Drew Scheberle, Chamber Sr. Vice President, recently returned from China as part of an educational exchange with People’s Republic of China, organized through Texas A&M University at College Station.
Last week, 15 year old Shanghai students scored far ahead of 64 other countries’ 15 year olds in math, science and reading in the latest PISA assessment (Program for International School Assessment). Shanghai’s population is nearly 20 million; Texas’ population is 24 million.
Tuesday, I returned from 11 days in Beijing and Wuhan, visited a few schools, talked in English to Chinese principals, teachers, students and province education officials. So this is by no means definitive. But Austin and Texas needs to understand: Our talent base competes with China…and the rest of the world. We need to prioritize achievement in Texas education.
For those Texas students who graduate high school with a commensurate education to those in Shanghai and graduate from university in STEM fields, high wage job opportunities should still be there in the short-term. But I witnessed huge operations for 3M, Abbott, Intel, AMD, Microsoft…the who’s who of American technology companies. Will Austin, with its relatively small population, be able to maintain its middle class wages if its bottom 75% are not much, much smarter?
There is no sugar-coating it: significant numbers of our competitors in China and the industrialized world are competing well or even out-hustling us.
I believe there are several reasons those Shanghai test-takers out-performed the rest of the world.

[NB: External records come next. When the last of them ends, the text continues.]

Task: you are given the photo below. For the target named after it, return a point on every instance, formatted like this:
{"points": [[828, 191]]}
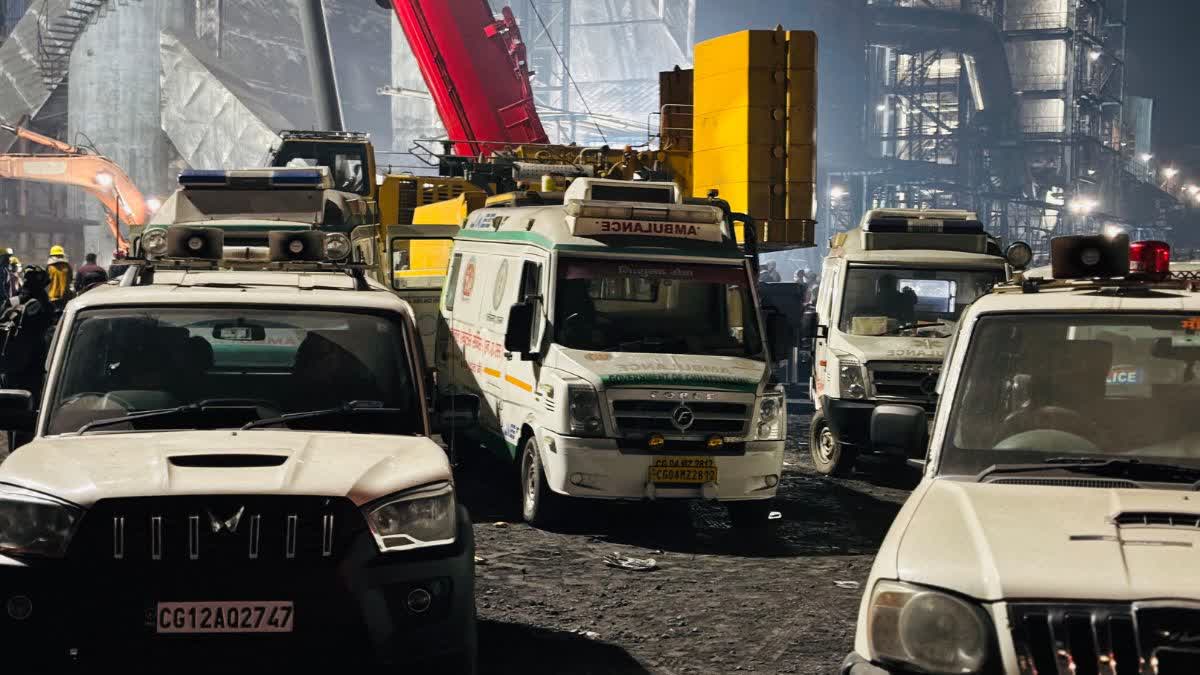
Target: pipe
{"points": [[325, 96]]}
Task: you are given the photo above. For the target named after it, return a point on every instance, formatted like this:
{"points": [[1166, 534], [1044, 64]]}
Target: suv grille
{"points": [[640, 418], [219, 530], [1084, 639], [912, 382]]}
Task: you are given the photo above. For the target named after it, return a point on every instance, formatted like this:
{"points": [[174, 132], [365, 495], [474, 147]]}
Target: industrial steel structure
{"points": [[1012, 108]]}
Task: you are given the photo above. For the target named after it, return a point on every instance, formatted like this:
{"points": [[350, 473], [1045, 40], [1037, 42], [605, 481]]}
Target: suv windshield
{"points": [[240, 363], [1036, 388], [658, 308], [882, 300]]}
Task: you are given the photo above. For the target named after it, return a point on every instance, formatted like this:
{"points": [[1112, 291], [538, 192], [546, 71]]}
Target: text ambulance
{"points": [[617, 347]]}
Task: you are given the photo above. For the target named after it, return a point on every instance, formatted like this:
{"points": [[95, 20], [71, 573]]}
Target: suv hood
{"points": [[997, 542], [87, 469], [623, 369], [867, 348]]}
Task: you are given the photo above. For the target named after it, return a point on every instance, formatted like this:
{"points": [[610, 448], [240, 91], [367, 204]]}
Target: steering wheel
{"points": [[101, 395], [1055, 418]]}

Ø Chinese Students Work Harder. Like all others in the industrialized world, Chinese students from elementary to high school spend more time per day and more time per year learning and studying. In the competitive schools I visited, students began class at 7:30, took 2 hours for lunch, returned to class until 5pm or 5:30pm, then studied after dinner. Compound that over 12 years. Texas legislators and school district leaders should not be considering reducing education time to address potential state revenue allocations.
Ø Competition and the Desire to Eat. Enrollment in Chinese higher education is limited to a small percentage (but huge number) of high school graduates. Student performance on the gaokao examination system is the primary way to gain college access. This creates tremendous stress on students. But Chinese poverty is still very significant. You want to eat, you study. Large numbers of Chinese do that…even when the possibility of a white collar job after graduation is not assured. (http://roomfordebate.blogs.nytimes.com/2010/03/07/educated-and-fearing-the-future-in-china/)

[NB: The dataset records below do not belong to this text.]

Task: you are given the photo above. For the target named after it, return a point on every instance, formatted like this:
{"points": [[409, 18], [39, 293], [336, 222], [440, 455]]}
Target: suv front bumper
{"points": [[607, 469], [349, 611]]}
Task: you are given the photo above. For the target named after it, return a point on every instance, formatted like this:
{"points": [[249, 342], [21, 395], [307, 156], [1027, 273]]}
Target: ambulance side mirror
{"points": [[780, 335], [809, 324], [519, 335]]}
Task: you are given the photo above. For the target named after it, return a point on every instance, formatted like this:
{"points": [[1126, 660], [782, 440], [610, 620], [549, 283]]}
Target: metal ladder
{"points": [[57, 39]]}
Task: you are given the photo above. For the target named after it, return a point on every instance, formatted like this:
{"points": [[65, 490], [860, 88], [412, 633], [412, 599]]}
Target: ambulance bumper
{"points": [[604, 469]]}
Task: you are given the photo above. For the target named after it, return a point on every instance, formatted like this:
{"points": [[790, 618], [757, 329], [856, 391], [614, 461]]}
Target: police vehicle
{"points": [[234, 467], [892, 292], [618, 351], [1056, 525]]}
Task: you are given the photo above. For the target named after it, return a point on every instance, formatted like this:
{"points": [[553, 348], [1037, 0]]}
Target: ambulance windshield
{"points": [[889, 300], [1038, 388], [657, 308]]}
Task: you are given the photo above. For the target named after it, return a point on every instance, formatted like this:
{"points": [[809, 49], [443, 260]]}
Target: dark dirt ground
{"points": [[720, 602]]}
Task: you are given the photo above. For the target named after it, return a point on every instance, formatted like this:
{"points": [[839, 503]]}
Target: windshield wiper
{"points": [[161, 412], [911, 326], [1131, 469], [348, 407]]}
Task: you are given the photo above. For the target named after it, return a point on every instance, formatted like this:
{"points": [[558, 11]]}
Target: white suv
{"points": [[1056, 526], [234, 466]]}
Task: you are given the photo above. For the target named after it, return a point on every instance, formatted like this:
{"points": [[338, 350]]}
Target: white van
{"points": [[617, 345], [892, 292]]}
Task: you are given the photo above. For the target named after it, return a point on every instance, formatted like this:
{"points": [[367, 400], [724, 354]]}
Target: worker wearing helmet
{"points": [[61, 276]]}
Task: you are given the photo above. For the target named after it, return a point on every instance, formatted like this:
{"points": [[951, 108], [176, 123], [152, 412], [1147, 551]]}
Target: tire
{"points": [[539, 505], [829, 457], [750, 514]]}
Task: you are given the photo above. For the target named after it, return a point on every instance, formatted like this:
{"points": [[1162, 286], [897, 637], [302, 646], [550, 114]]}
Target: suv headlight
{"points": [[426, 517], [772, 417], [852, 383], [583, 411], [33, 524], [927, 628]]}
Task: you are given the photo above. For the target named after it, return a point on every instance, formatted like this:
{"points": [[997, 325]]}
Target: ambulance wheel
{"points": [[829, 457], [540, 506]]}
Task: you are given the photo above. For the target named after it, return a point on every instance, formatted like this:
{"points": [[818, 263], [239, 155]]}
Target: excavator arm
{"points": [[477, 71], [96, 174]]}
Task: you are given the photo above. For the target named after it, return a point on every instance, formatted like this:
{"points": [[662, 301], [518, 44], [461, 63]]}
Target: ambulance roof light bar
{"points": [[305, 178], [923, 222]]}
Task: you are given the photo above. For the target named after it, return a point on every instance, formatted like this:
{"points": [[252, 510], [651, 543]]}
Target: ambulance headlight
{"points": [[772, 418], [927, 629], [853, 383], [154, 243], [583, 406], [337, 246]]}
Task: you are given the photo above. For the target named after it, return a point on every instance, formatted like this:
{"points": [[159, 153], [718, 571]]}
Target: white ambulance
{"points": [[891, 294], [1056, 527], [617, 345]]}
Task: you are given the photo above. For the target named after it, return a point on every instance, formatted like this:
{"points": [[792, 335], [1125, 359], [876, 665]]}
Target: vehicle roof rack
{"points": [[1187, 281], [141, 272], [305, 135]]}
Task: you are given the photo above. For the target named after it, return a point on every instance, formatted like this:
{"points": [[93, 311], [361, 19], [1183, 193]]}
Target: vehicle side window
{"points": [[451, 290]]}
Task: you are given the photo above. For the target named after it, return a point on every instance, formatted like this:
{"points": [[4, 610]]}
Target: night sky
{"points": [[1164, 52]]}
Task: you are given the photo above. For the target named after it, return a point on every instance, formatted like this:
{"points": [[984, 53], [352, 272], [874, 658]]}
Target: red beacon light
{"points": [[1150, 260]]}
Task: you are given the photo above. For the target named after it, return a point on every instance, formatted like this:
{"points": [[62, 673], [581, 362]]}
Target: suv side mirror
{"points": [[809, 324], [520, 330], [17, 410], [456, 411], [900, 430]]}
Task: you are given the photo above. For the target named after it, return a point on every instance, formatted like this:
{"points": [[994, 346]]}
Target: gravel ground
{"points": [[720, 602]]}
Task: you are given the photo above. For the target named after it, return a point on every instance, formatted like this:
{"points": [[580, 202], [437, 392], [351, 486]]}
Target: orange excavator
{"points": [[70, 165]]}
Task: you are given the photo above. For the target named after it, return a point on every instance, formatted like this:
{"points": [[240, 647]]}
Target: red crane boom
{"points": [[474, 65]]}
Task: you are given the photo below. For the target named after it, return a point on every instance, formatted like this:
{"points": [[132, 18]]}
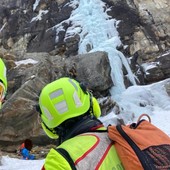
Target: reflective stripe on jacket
{"points": [[89, 151]]}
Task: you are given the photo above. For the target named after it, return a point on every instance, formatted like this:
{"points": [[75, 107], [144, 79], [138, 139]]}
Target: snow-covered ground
{"points": [[96, 28]]}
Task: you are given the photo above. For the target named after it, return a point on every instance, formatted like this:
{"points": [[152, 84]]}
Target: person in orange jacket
{"points": [[70, 113]]}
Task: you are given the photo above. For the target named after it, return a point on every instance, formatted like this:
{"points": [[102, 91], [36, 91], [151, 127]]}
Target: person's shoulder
{"points": [[55, 160]]}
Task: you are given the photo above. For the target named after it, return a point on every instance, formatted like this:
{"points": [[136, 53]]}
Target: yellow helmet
{"points": [[61, 100], [3, 77]]}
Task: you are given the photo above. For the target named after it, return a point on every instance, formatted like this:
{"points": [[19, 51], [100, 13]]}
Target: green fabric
{"points": [[3, 77], [55, 161]]}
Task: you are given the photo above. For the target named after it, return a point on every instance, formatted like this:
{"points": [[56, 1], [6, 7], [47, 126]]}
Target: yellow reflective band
{"points": [[77, 100], [61, 107], [56, 93], [2, 92], [47, 113]]}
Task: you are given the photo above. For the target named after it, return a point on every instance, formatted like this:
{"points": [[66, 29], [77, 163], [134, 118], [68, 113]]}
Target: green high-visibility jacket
{"points": [[88, 151]]}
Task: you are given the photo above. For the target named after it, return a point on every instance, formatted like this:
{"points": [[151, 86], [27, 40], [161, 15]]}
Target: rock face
{"points": [[18, 117], [144, 29]]}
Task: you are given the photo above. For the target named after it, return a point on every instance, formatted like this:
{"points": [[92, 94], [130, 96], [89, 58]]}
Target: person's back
{"points": [[3, 81], [70, 112]]}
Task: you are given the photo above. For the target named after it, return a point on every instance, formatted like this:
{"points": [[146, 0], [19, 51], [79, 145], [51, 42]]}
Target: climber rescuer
{"points": [[3, 81], [69, 112]]}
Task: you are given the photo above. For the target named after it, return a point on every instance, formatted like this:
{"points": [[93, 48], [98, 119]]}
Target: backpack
{"points": [[141, 145]]}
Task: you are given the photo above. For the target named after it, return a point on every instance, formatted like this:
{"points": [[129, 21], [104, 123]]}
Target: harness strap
{"points": [[66, 155]]}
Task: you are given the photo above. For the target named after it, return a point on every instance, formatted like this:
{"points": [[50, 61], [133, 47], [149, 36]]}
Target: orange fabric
{"points": [[43, 168], [22, 146], [145, 135]]}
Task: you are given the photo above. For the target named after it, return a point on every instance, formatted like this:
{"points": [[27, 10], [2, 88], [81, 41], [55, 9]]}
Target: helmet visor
{"points": [[2, 92]]}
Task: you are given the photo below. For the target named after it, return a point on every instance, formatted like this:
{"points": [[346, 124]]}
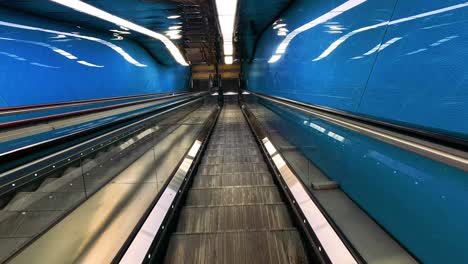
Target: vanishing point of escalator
{"points": [[234, 213]]}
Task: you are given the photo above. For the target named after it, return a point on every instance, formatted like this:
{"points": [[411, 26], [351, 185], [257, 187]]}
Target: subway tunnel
{"points": [[233, 131]]}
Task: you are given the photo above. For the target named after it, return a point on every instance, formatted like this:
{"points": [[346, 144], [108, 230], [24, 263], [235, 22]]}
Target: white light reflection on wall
{"points": [[378, 48], [101, 14], [341, 40], [322, 19], [114, 47]]}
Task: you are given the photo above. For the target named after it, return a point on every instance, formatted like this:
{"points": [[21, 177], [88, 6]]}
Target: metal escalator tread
{"points": [[233, 212]]}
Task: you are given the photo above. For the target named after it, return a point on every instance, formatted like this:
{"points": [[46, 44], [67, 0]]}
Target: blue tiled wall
{"points": [[398, 61], [43, 61]]}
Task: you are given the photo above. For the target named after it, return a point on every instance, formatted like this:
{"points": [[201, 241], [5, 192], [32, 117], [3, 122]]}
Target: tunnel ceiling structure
{"points": [[254, 17], [196, 19]]}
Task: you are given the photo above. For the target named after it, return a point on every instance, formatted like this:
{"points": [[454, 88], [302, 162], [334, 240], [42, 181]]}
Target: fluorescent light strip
{"points": [[93, 11], [334, 247], [227, 10]]}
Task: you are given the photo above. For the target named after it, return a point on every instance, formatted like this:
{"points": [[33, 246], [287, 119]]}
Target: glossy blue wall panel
{"points": [[423, 79], [357, 62], [422, 203], [38, 64]]}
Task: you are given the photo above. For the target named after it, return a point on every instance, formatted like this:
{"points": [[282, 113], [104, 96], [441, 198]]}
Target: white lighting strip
{"points": [[227, 10], [342, 39], [334, 247], [322, 19], [136, 252], [96, 12]]}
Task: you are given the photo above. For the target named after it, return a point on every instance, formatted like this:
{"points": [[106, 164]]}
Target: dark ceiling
{"points": [[197, 18], [254, 17]]}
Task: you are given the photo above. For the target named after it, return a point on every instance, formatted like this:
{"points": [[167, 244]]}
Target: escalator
{"points": [[234, 212]]}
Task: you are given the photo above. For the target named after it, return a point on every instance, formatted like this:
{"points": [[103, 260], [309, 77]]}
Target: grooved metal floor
{"points": [[234, 212]]}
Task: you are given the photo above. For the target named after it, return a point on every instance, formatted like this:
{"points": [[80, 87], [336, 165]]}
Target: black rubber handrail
{"points": [[85, 111], [439, 147], [39, 107], [22, 174]]}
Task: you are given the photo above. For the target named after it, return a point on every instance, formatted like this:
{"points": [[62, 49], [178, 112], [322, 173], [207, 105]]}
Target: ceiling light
{"points": [[96, 12], [227, 10], [120, 32], [279, 26]]}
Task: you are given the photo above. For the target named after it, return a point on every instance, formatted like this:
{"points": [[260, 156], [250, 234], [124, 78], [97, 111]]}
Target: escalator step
{"points": [[233, 196], [229, 218], [232, 179], [281, 246]]}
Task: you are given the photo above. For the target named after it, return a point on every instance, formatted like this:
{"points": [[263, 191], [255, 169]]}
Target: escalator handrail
{"points": [[450, 151], [37, 168], [40, 107], [22, 122]]}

At dinner last Friday with several Tsinghua University professors in Beijing (ranked #3 in China), Dr. Matthew Ferchen echoed a comment made by many in China and the USA: Chinese education is too focused on rote learning. That comment has been used to dismiss Shanghai academic performance, despite the fact that PISA is not a multiple choice test; it is primarily a short- and long-answer test. I believe it is true, the Chinese government believes it is true. Six years ago, the Chinese central government began to reduce class sizes and roll out a plan across its tens of thousands of schools to instill more creativity into the classroom.
With classes of 60 students (seen an intro college class lately), anything beyond lecture is very hard to make interactive. But I did witness a high school class at Wuhan Experimental School, where all 55 students participated in the lesson on Chinese idioms. Students led the lesson, students competed to answer the questions, each student was called upon.

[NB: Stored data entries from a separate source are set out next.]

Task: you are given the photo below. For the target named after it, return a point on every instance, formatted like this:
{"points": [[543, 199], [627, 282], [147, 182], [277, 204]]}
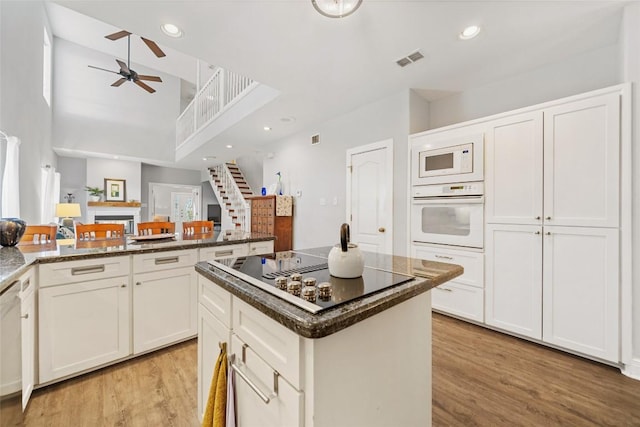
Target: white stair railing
{"points": [[223, 89], [235, 207]]}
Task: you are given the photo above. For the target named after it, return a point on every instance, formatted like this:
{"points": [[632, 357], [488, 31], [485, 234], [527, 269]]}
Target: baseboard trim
{"points": [[632, 369]]}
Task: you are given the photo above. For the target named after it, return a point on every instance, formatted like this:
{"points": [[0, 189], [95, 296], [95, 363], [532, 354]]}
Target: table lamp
{"points": [[67, 211]]}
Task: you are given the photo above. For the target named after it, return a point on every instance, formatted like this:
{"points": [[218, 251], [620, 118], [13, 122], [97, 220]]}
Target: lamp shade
{"points": [[336, 8], [68, 210]]}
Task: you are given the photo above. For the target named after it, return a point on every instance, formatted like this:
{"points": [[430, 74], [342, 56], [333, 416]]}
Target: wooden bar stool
{"points": [[197, 227], [99, 231], [39, 234], [156, 227]]}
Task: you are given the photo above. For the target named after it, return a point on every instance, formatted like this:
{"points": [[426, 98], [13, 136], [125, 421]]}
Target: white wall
{"points": [[91, 115], [631, 72], [581, 73], [319, 171], [23, 110]]}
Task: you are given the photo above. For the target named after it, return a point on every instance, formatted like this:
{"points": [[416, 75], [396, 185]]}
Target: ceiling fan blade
{"points": [[144, 86], [118, 35], [154, 47], [149, 78], [103, 69], [123, 67], [119, 82]]}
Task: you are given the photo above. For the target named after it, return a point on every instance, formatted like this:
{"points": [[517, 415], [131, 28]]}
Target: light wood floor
{"points": [[480, 377]]}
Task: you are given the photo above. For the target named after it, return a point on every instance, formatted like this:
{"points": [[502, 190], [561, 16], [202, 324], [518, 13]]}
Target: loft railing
{"points": [[222, 90]]}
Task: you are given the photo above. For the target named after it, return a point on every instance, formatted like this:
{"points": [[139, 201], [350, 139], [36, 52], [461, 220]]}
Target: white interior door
{"points": [[370, 196]]}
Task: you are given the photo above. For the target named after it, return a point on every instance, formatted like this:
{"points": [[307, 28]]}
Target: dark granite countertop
{"points": [[14, 261], [428, 274]]}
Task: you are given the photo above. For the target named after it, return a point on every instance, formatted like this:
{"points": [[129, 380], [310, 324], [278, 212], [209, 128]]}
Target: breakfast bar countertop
{"points": [[14, 261], [428, 274]]}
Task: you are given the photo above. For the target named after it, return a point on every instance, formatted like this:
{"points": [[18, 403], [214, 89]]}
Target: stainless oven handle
{"points": [[469, 200]]}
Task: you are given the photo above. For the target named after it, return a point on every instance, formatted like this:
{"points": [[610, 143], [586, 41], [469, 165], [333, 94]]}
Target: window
{"points": [[46, 67]]}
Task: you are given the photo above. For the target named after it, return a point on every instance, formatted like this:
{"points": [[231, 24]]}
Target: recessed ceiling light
{"points": [[171, 30], [470, 32]]}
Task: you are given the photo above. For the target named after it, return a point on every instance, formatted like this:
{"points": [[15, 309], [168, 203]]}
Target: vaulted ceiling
{"points": [[326, 67]]}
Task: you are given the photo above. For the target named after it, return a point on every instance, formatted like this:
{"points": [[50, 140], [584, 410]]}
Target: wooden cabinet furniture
{"points": [[84, 315], [164, 299], [298, 375], [552, 245], [266, 219]]}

So what are the implications for Austin and for Texas?
- Texas math standards should be immediately revisited by Texas State Board of Education.
- New accountability must be organized primarily around college/career readiness.
- Pace of improvement must accelerate in new accountability system.
- School district budgets must prioritize college readiness/enrollment when cutting budgets.
Finally, I recall a conversation from several years ago with a Harvard University PhD graduate, a true intellect, a warm family man and a guy who likes to play hoops every day for lunch. We were talking about the time required to be globally competitive. He asked, “what if we don’t want to work that hard?” I responded “what is our option?”
I think these are two of the most important questions of the 21st century.